E-gazete
Demokrasi şölenidir seçimler. Aynı zamanda hesap günüdür de… Yönetilenler hesap sorar, yönetenler hesap verir. Muhalefette olup da yönetime ‘daha iyisini yapacağım' iddiası ile talip olanlar ise siyaset terazisindeki özgül ağırlığını görme imkanı bulur.
Türkiye'de 31 Mart'ta seçim var. 81 il ile birlikte bine yakın ilçeyi beş yıl boyunca yönetecek belediye başkanları belli olacak. Aynı şekilde tüm köylerde ve mahallelerde de muhtar seçilme heyecanı yaşanacak. Yerel seçimler, genel seçimlerden daha renkli geçer ülkemizde… Yerel yönetimin en küçük birimi olan muhtarlıktan en büyük birimi büyükşehir belediyesine kadar her yerde tatlı bir yarış başlar.  Tatlı telaş zaman zaman sertleşir. Özellikle de küçük yerleşim birimlerinde…

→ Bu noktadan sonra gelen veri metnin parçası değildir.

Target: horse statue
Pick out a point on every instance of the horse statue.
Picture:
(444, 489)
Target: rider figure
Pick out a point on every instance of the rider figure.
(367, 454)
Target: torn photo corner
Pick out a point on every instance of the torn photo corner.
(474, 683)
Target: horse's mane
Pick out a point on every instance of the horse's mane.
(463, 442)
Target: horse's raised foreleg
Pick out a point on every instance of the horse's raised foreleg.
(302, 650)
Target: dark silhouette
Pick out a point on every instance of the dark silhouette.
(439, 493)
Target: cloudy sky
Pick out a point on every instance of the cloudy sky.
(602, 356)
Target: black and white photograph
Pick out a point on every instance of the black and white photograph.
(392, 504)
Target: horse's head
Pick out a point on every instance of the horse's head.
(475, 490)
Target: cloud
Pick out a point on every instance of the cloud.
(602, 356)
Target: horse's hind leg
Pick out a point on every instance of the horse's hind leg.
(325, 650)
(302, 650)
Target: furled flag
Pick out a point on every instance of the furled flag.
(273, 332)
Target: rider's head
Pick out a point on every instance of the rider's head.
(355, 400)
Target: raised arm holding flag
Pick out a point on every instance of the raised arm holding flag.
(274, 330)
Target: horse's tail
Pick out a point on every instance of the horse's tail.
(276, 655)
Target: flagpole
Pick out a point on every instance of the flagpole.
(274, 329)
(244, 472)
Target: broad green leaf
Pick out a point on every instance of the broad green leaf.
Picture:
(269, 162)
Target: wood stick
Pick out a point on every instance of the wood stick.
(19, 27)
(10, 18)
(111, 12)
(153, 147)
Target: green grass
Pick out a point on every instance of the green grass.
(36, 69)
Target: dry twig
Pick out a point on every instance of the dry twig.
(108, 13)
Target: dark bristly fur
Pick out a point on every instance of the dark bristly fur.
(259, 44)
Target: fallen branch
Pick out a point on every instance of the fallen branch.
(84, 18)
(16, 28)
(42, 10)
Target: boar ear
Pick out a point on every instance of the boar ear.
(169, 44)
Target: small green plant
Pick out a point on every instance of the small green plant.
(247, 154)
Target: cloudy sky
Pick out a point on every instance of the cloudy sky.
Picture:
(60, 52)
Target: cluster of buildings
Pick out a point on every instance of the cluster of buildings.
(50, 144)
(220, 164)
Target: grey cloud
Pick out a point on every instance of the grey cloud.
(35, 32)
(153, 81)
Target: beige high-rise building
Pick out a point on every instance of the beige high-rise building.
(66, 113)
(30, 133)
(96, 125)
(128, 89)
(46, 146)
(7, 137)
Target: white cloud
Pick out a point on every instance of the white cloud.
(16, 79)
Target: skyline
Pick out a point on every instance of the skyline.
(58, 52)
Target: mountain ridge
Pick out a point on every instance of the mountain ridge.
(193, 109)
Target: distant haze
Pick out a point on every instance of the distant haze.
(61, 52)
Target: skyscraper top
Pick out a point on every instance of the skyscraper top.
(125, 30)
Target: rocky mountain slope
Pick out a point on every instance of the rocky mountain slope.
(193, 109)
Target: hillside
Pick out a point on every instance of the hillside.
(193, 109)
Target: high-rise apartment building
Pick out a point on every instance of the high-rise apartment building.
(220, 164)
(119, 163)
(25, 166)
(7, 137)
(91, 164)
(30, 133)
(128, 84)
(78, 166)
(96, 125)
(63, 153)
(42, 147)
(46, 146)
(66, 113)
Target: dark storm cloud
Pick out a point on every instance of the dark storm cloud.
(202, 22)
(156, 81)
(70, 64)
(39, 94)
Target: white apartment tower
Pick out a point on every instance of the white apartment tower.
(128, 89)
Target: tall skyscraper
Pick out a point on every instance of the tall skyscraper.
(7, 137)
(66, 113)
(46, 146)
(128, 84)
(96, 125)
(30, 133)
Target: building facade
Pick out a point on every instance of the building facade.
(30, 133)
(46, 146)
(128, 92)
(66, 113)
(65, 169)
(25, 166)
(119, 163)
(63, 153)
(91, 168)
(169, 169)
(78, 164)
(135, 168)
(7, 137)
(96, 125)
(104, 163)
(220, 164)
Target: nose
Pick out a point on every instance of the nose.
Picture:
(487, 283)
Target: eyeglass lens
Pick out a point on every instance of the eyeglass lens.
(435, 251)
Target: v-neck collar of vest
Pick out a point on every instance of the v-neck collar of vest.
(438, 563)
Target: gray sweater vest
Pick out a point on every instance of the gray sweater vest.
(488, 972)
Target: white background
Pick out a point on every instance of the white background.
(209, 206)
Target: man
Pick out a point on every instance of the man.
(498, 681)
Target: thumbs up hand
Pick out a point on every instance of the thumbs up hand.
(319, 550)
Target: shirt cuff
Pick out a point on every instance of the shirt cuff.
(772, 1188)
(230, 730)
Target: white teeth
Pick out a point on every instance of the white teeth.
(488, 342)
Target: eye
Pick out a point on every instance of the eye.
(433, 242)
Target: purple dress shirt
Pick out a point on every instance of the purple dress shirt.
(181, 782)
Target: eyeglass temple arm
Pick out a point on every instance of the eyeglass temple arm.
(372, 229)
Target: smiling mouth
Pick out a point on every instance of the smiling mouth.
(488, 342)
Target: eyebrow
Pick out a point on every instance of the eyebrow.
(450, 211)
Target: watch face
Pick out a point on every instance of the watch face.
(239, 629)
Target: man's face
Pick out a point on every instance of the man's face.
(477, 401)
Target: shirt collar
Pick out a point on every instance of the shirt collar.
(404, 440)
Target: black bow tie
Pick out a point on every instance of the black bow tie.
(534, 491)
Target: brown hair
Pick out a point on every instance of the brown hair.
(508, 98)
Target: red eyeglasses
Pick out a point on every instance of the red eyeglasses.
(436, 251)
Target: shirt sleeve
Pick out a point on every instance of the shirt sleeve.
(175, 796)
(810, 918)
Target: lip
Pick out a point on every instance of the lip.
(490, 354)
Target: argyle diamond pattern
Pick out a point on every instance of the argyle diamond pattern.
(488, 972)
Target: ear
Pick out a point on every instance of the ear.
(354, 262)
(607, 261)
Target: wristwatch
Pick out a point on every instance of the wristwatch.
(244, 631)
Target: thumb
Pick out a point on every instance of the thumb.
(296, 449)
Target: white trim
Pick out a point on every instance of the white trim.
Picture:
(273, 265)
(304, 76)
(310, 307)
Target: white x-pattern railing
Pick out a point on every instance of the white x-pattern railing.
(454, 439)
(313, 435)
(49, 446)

Yerel seçimlerin en sakin geçtiği illerin başında Konya gelir. Çünkü genel anlamda kazanacak aday bellidir. 1980'den sonrasına baktığımızda Konya'nın önce ANAP'ın, sonra Refah Partisi'nin sonra da Ak Parti'nin kalesi olduğu görülmektedir. Hani ‘tulum çıkarmak' denilen bir tabir vardır ya… Aşağı yukarı Konya'da böyle neticelenmiştir seçimler. Nadirattan Tuzlukçu örneğinde olduğu gibi sürprizler de yaşanabilir. Bir önceki seçimde Ereğli ve Beyşehir'de bağımsız adayların kazanması da Konya'nın sürprizlerindendir.
Bu, şunu gösteriyor. Ne şekilde olursa olsun iyi adayla çıkmak gerekir. Belirleyici makamlar aday seçiminde dikkatli davranmak zorundadır. Konya gibi zaman içerisinde belirli partilerin tulum çıkarttığı bir ilde dahi bu tür sürprizler yaşanabilmişse hakikaten bin düşünüp bir karar vermek gerekir.  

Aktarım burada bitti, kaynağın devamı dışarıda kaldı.